WASHINGTON (7News) — Three historic Black cemeteries in Washington, D.C., are getting a financial boost as the city moves to preserve sacred ground and the stories tied to it.
The District announced two grants totaling $250,000 for the care and preservation of cemeteries in Georgetown and Benning Ridge. Two nonprofits, the Woodlawn Cemetery Perpetual Care Association and the Black Georgetown Foundation, will each receive $125,000 to support research, maintenance, and community education efforts during the next fiscal year.
City leaders say the investment is part of a broader push to recognize and protect Black history in the nation’s capital, especially places that were historically underfunded.
"Black Washingtonians add to the richness and diversity of our city’s heritage,” said Anita Cozart, director of the D.C. Office of Planning. “Just like many of our schools and parks and our libraries and other resources were segregated, there was segregation that happened in some of our cemeteries as well and that meant that some cemeteries had more resources than others."
The grants will support work at Woodlawn Cemetery in Southeast D.C., established in the late 19th century, and the Mount Zion and Female Union Band Society cemeteries in Georgetown, which date back to 1808.
At Woodlawn, funding will go toward removing hazardous trees, repairing fencing, improving signage, and making the site safer and more accessible.
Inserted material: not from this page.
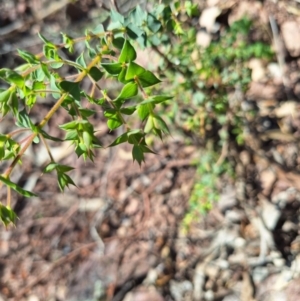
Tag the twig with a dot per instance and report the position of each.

The cemetery is the final resting place of thousands of African Americans, including John Mercer Langston, a founder of Howard University’s law program and a pioneering political figure as the first person of color to represent Virginia in the U.S. House of Representatives.
In Georgetown, the Black Georgetown Foundation plans to conduct detailed tree and boundary surveys, improve on-site infrastructure, and upgrade its cemetery information system.
Preserving these cemeteries requires careful attention not just to what’s visible, but to what lies underground.
Archeology has been done to some extent at both sites, including ground penetrating radar So we have a lot of information on how to protect what’s below ground,” said Anne Brockett, an architectural historian with D.C.’s Historic Preservation Office. “The goal is to actually make improvements that are beneficial to each of these cemeteries in order to better be able to preserve and protect them."
Those improvements include drainage and erosion control, repairing stairs, and addressing long-standing maintenance issues, all while avoiding damage to burial sites.
Brockett said cemeteries offer a powerful lens into the city’s past.
"Cemeteries are a reflection of the people who are buried there It’s a cultural microcosm, and I think that preserving them and the work that these grants will enable is essential to us understanding our shared history,” she said.
City officials described the funding as a starting point, not a final solution.
“What I would say is this feels like a down payment of sorts,” Cozart said, noting the grants are meant to build on years of advocacy and preservation work already underway.
The announcement also kicks off the city’s commemoration of 100 years of Black history in Washington. Information about the cemeteries is already available through the city’s interactive Black History Sites map, which includes more than 300 locations across D.C.